Carnegie Corp. chooses Brodhead for Academic Leadership Award

President Richard Brodhead is one of four recipients of the Academic Leadership Award.
President Richard Brodhead is one of four recipients of the Academic Leadership Award.

The Carnegie Corporation of New York awarded President Richard Brodhead with the 2013 Academic Leadership Award.

Awarded by the Carnegie Corporation of New York to university presidents, Brodhead is among four individuals chosen for this year’s award. Brodhead served on the corporation’s board of trustees from 2004 to 2012. The other recipients are Michael Crow, president of Arizona State University; John Hennessy, president of Stanford University; and Beverly Tatum, president of Spelman College.

“I’m very pleased,” Brodhead said. “The award is certainly to Duke as much as to myself.

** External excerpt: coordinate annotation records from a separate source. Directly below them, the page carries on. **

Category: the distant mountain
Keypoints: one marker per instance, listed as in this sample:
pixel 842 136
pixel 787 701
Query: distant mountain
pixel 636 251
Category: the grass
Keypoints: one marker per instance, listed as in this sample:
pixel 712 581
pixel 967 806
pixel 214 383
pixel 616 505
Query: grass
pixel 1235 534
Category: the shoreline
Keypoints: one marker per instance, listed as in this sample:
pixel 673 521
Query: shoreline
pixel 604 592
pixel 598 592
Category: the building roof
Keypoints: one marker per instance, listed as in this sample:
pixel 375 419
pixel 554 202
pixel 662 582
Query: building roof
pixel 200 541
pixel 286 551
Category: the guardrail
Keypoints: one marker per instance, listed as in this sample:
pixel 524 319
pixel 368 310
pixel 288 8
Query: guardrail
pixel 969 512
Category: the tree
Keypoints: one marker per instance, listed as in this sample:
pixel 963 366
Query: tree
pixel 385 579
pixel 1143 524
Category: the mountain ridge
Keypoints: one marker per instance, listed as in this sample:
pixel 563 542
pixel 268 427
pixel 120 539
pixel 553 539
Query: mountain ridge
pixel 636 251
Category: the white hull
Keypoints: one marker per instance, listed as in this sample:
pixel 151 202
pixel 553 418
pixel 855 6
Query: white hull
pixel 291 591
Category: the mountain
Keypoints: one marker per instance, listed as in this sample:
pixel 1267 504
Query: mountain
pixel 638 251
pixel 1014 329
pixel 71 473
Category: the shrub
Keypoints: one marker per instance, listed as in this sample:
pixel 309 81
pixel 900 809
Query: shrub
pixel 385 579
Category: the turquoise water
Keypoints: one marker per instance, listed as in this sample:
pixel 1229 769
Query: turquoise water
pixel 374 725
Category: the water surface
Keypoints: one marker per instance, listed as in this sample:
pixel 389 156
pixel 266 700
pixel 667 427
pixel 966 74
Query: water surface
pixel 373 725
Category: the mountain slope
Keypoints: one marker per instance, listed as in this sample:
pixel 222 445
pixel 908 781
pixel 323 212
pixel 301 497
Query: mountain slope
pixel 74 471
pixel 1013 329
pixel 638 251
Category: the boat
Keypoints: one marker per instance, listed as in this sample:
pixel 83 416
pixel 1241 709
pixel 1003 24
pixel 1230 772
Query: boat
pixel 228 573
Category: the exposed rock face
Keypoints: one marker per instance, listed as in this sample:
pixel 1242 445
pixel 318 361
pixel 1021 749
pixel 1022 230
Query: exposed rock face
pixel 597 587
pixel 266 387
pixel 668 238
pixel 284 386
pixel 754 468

It recognizes things that we have been doing here that are good paradigms for where Duke has been in the lead.”

Established in 2005, the award honors university presidents who are resourceful administrators and who also exhibit an avid interest in the liberal arts, according to a press release from the Carnegie Corporation. Other criteria that were prioritized include commitment to excellence and access, curricular innovation, reform of K-12 education, global engagement and the promotion of strong connections with local communities.

President of the Carnegie Corporation Vartan Gregorian, who has known Brodhead since he served as the dean at Yale University, said he has long appreciated Brodhead's initiative in bolstering the humanities, interdisciplinary work and teaching.

"Erik Erikson once noted that human beings are a teaching species. Dick Brodhead believes in that and has made Duke not only a research university, but also a teaching university par excellence—strong in the humanities as well as the sciences," Gregorian said. "His support of excellence and equity, curriculum, and ‘service to society’ is distinctive and reflects important attributes that go beyond the role of simply managing and administering a complex institution.”

As a part of the honor, the chosen individuals’ institutions receive a $500,000 grant to be spent at the honorees’ discretion to promote their academic priorities.

Brodhead said he is not yet sure how the money will be used at Duke.

“The Carnegie award is probably the most significant single award that goes specifically to college presidents,” said Michael Schoenfeld, vice president for public affairs and government relations. “If you look at the list of people who have received it in the past, it’s people who have made a significant contributions not only at their own institutions, but within the field and society.”

The press release highlighted several initiatives that marked Brodhead as a candidate for the award, such as Duke’s commitment to providing knowledge in service to society and to strengthening interdisciplinarity, liberal arts and international engagement.

“None of [these things] is something that you do it and it’s done like putting in a new carpet,” Brodhead said. “They are long-term, transformative aspirations of the University.”

He noted that the recent expansion of degree programs is an example of the transitive nature of interdisciplinarity. Examples include master’s programs in bioethics and science policy and economics and computation.

“A year ago, interdisciplinarity at Duke did not mean these degrees and now it does—just one more manifestation of something that continues to grow,” Brodhead said.

Brodhead noted that the new master’s program in historical and cultural visualization is his favorite of the new degrees.

“Ten years ago, you wouldn’t have thought to put those four words together,” he said.

Specific examples of achievements noted in the Carnegie Corporation’s release included the creation of DukeEngage as well as the Office of Durham and Regional Affairs, which oversees the Duke-Durham Neighborhood Partnership and the Duke Community Service Center, among other initiatives. Another cited achievement was the Financial Aid Initiative from 2005 to 2008 and the ongoing Duke Forward campaign.

“[The Financial Aid Initiative] was based on the premise that Duke has a great financial aid policy but we didn’t have the permanent means of support underneath it, so I made the case that the day may come when this policy is hard to maintain,” Brodhead said. “We raised the $300 million just before the economic downturn. If we had not done that, we would have had a very hard time.”

He added that the initiative also helped broadcast the University’s commitment to increasing access, which had not been emphasized previously and “trained” alumni to prioritize financial aid when donating.

Schoenfeld noted that some of the largest gifts to the University since the 2005 campaign have been specified for financial aid.

The Academic Leadership Award was created in 2005. Nominations are solicited from past winners and leaders of national higher education institutions.

The Carnegie Corporation of New York was created in 1911 by Andrew Carnegie to promote international peace, the advancement of education and higher knowledge and the strength of the United States’ democracy.

Updated: This article has been updated to include Vartan Gregorian's quotes.